Speech Processing by Computer

LAB 4

SPECTRAL ANALYSIS AND MODELLING

This lab session demonstrates the use of spectral analysis applied to vowel sounds. Spectral analyses with different degrees of frequency resolution are compared. All-pole models of vowel spectra are calculated using linear prediction. A demonstration is made of the inversion of the linear predicted filter to provide an estimate of the glottal input to the vocal tract.

1. Frequency resolution of spectral analysis

(i) Acquire a steady vowel at 20000 samples/second.

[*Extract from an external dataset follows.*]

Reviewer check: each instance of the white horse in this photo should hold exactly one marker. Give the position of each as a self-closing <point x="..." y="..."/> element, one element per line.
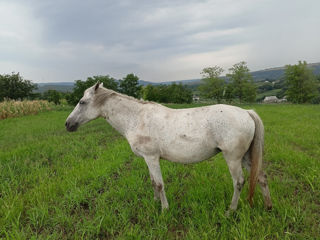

(ii) Using the 'Esection' program, display and print spectral cross sections and LPC modelled spectral cross-sections corresponding to time windows of 1ms, 3ms, 10ms, 30ms and 100ms. You may need to adjust the analysis window size for the longer windows.

(iii) Estimate the accuracy to which a frequency component may be identified in each case and for each type of analysis.

(iv) Explain why different resolutions may be required to determine fundamental frequency as opposed to formant frequency.

(v) Contrast the LPC modelled spectra with DFT spectra. What are the useful characteristics of the modelled spectra?

2. Inverse-filtered waveforms

(i) Acquire a monophthongal vowel on a falling pitch at 10,000 samples/sec.

(ii) Use the 'Eswin' program to copy about 0.1 seconds of the vowel region to a new file.

(iii) Use the 'invfilt' program to (a) calculate a vocal tract filter from this signal, (b) to invert this filter, (c) to filter the original signal back through the inverted filter, and (d) to save the glottal pressure wave and two successive integrations of the glottal pressure wave.

(iv) Display the waveform and a spectrogram of the original and inverse filtered signals. Explain what you see. Replay the original and inverse filtered signal - can the quality of the vowel still be identified?

(v) Repeat steps (i) to (iv) with a different vowel.

3. Inverse-filtered spectra

(i) Use the ‘Esection’ program to acquire some different vowels at 10,000 samples/sec.

(ii) Use the ‘view source spectrum’ option to study the inverse filtered spectrum for the different vowels.

(iii) How well is the inverse filtering able to remove the effects of the filter?